Healthcare revenue-cycle technology firm R1 RCM Inc (NASDAQ:RCM) continues to evaluate a potential sale and other strategic options despite news on Monday that the company requested that buyout talks between its two largest shareholders end. Highlighting its efforts to maximize shareholder value, the company hired financial and legal advisors.

Earlier in the month, the board of R1 RCM formed a special committee to evaluate strategic alternatives after 32% shareholder New Mountain Capital offered to acquire the company for $13.75 per share. The offer, conveyed in late January, also came with a request by the private equity firm for R1 to waive standstill restrictions. At that time, R1 did not act on the waiver request but directed New Mountain to hold discussions with 36% shareholder TCP-ASC. The two significant holders engaged in constructive talks on a potential joint takeover agreement, and TCP-ASC requested waivers related to antitakeover statutes. On Monday, however, R1's special committee said any talks between New Mountain Capital and TCP-ASC about a potential takeover "must cease at this time." In addition, the committee did not approve the requested waivers.

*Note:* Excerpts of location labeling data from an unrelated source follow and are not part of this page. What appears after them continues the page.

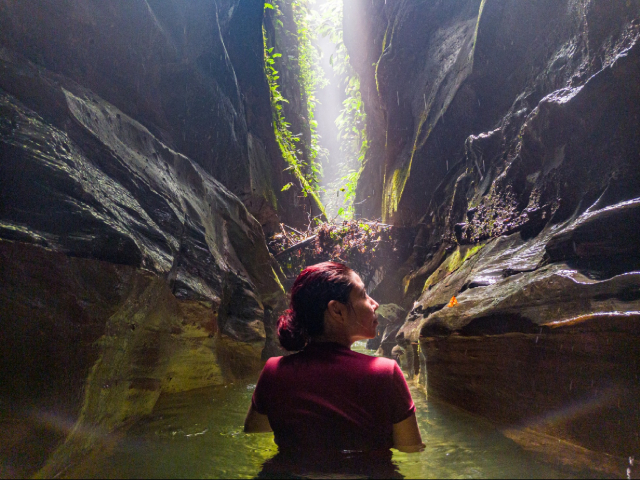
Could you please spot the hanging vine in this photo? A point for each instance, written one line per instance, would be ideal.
(352, 119)
(306, 170)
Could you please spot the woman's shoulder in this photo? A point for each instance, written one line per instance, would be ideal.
(378, 364)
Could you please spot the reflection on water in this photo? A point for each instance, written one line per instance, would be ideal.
(199, 434)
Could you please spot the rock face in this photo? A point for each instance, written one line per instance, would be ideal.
(511, 140)
(129, 264)
(192, 72)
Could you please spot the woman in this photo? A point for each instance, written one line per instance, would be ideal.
(327, 398)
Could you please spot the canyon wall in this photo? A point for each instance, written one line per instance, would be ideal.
(508, 133)
(138, 168)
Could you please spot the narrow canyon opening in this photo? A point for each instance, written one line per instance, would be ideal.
(168, 167)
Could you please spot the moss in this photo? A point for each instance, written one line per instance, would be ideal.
(393, 190)
(452, 263)
(475, 33)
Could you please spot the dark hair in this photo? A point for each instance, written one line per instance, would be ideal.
(312, 291)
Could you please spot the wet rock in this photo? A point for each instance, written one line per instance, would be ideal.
(512, 142)
(390, 319)
(191, 72)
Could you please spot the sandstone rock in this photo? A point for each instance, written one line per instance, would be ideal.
(512, 142)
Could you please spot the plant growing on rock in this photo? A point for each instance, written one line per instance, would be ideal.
(363, 245)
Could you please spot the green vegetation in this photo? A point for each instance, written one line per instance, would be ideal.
(352, 119)
(364, 246)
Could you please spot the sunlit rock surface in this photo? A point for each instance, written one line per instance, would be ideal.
(127, 269)
(508, 132)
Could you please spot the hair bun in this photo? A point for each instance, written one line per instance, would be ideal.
(290, 332)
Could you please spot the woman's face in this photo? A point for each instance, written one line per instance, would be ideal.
(362, 319)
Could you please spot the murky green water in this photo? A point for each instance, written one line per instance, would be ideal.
(199, 435)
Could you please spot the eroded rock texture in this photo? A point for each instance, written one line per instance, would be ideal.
(129, 264)
(508, 132)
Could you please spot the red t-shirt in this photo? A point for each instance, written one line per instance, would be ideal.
(328, 397)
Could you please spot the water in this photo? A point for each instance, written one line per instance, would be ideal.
(199, 435)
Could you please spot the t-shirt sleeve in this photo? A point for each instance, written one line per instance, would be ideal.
(402, 406)
(261, 393)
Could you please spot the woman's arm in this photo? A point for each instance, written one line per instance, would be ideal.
(256, 422)
(406, 436)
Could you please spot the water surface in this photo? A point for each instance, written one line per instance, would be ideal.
(199, 435)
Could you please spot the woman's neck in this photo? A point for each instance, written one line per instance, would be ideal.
(335, 337)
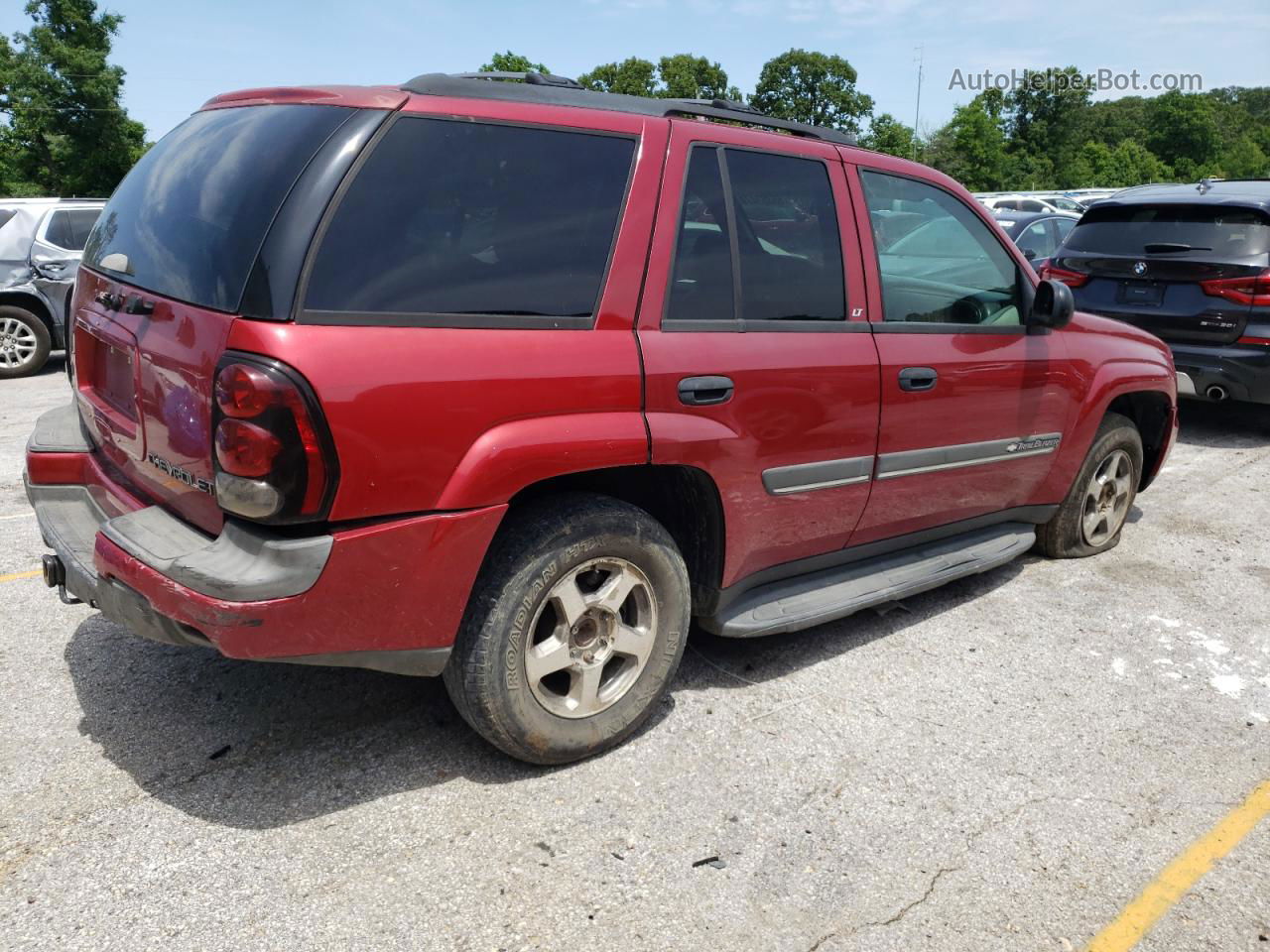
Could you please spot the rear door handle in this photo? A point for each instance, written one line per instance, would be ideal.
(919, 379)
(703, 391)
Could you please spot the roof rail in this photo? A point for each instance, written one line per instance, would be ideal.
(559, 90)
(739, 112)
(534, 79)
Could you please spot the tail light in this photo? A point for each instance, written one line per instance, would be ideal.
(1074, 280)
(1250, 290)
(273, 456)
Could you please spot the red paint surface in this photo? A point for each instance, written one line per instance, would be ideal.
(449, 419)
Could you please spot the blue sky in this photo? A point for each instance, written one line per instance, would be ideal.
(178, 55)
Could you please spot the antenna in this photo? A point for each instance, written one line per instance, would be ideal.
(917, 113)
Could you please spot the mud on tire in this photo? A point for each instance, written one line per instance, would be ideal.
(590, 595)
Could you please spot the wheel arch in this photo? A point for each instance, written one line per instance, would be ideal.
(1151, 412)
(683, 498)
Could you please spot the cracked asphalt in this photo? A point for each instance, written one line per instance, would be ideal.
(1001, 765)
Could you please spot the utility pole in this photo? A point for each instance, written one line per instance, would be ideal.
(917, 113)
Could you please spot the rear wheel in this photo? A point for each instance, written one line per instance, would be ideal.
(24, 343)
(574, 629)
(1092, 516)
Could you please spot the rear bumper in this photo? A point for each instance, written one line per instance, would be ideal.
(389, 595)
(1242, 371)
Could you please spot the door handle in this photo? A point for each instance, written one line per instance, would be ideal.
(703, 391)
(917, 379)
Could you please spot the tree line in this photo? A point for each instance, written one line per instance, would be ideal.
(64, 130)
(1044, 134)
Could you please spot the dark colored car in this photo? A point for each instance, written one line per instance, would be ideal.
(1038, 234)
(41, 240)
(1191, 264)
(509, 381)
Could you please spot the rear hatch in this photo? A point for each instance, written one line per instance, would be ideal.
(164, 276)
(1155, 266)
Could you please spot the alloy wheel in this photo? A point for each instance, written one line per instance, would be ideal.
(1106, 499)
(590, 638)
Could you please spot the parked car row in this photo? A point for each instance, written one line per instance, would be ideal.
(41, 243)
(1191, 264)
(613, 363)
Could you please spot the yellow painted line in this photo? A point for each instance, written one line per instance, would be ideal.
(1141, 915)
(14, 576)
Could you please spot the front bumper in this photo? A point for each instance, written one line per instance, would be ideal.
(386, 595)
(1242, 371)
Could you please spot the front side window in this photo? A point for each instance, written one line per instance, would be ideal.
(449, 218)
(948, 268)
(757, 241)
(1038, 239)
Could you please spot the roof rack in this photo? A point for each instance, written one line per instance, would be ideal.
(561, 90)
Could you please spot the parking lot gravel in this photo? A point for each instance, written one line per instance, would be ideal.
(1000, 765)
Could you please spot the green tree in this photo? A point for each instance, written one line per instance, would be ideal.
(1043, 119)
(890, 136)
(1093, 166)
(631, 76)
(815, 87)
(971, 148)
(1183, 131)
(512, 62)
(67, 132)
(686, 76)
(1135, 166)
(1245, 160)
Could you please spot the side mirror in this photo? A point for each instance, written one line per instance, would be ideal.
(1052, 307)
(54, 268)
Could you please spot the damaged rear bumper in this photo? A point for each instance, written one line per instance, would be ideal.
(388, 595)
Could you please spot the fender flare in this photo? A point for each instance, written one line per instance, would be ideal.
(1111, 380)
(517, 453)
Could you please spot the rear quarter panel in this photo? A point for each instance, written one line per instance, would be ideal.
(451, 417)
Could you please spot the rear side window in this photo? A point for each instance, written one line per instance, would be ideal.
(1138, 229)
(948, 270)
(190, 218)
(448, 218)
(70, 229)
(779, 213)
(701, 286)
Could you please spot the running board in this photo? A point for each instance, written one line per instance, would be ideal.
(826, 595)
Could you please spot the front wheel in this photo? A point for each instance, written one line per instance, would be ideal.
(572, 631)
(24, 343)
(1096, 507)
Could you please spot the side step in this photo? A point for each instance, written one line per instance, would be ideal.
(826, 595)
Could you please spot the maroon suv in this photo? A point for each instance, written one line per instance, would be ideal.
(508, 381)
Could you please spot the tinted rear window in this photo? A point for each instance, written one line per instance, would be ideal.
(70, 229)
(471, 218)
(1127, 230)
(189, 220)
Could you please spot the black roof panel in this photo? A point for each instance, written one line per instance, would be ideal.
(556, 90)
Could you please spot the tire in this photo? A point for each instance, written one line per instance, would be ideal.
(24, 343)
(593, 682)
(1092, 517)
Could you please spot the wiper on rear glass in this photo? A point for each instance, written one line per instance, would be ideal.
(1170, 246)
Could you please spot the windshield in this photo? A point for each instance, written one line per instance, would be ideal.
(189, 220)
(1130, 230)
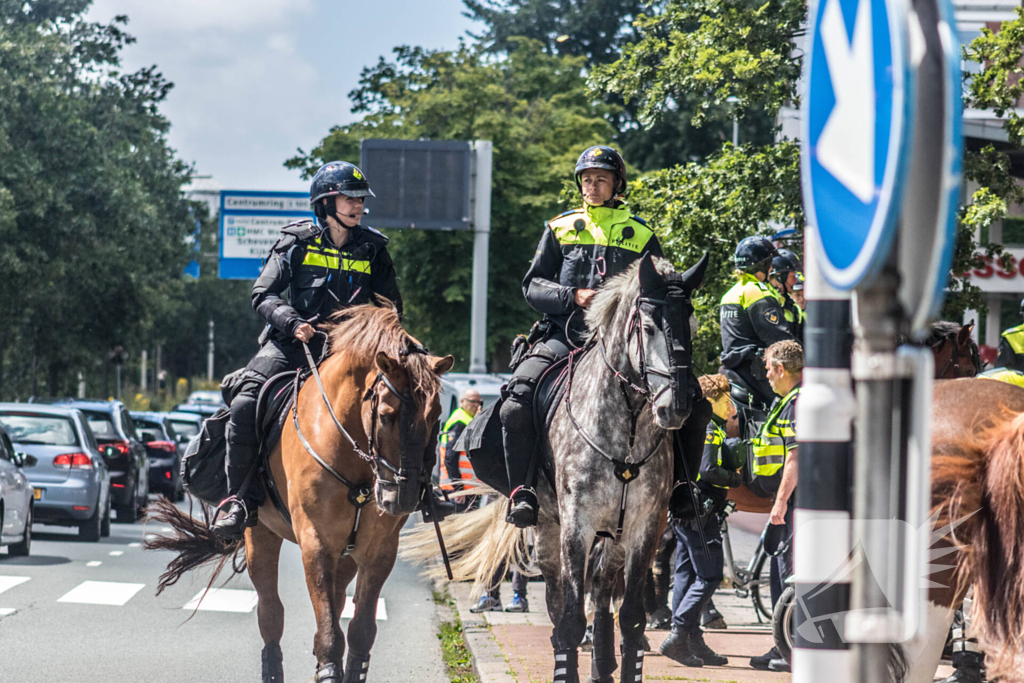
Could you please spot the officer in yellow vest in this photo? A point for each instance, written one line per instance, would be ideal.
(775, 467)
(456, 468)
(579, 250)
(1011, 352)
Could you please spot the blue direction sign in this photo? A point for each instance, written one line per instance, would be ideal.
(250, 223)
(856, 128)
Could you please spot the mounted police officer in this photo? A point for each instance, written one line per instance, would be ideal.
(578, 251)
(326, 266)
(1011, 352)
(783, 278)
(753, 319)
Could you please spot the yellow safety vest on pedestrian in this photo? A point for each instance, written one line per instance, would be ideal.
(769, 446)
(465, 467)
(1007, 375)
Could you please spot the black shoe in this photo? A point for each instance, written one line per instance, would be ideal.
(677, 647)
(762, 660)
(699, 647)
(660, 620)
(522, 508)
(231, 523)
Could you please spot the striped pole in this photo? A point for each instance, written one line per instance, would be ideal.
(824, 421)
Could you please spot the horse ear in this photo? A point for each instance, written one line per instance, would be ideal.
(441, 366)
(386, 364)
(693, 278)
(649, 279)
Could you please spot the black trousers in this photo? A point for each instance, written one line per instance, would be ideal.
(520, 436)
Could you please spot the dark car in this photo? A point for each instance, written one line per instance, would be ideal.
(165, 450)
(69, 476)
(124, 452)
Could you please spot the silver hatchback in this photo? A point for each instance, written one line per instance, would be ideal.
(71, 481)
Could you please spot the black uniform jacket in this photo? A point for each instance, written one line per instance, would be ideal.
(324, 279)
(580, 250)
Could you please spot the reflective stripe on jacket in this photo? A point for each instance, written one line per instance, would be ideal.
(770, 445)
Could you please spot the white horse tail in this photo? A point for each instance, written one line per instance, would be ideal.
(480, 545)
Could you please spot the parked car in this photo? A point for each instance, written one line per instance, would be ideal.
(68, 471)
(165, 451)
(124, 453)
(15, 499)
(203, 410)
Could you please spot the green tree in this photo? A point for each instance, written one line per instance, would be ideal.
(92, 222)
(537, 110)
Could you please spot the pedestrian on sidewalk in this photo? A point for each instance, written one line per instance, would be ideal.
(699, 567)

Monday, lost in the shuffle, was news that the special committee hired financial advisors Qatalyst Partners and Barclays and legal counsel Skadden, Arps, Slate, Meagher&Flom LLP. The hiring of the top-flight M&A advisory team suggests the story is far from over.

Citi analysts tend to agree. The firm upgraded shares of R1 RCM to Buy on Monday evening, saying a takeover is still the most likely scenario. The analysts, which maintained a $16 price target on the shares, said an "acquisition in the mid-to-high teens is still the most likely scenario." They added that news that the special committee asked the two large holders to cease discussions is a "favorable development", suggesting a higher bid will be needed to get the deal done. According to the analysts, either the TCP-ASC/ New Mountain group must raise their bid, or a new P/E firm could enter the fray.

"In our view, a mid-to-high-teens share price still presents a compelling investment opportunity for a private equity firm," the analyst said. "With relatively conservative assumptions, our LBO analysis yields a ~20%+ 5-year IRR if R1 was taken out for $16 (~12x our 2025 adj. EBITDA estimate)," the Citi analysts added.

That said, the analyst warned that if a deal doesn't come to fruition, the stock could fall back to the $11.50-$12 per share range.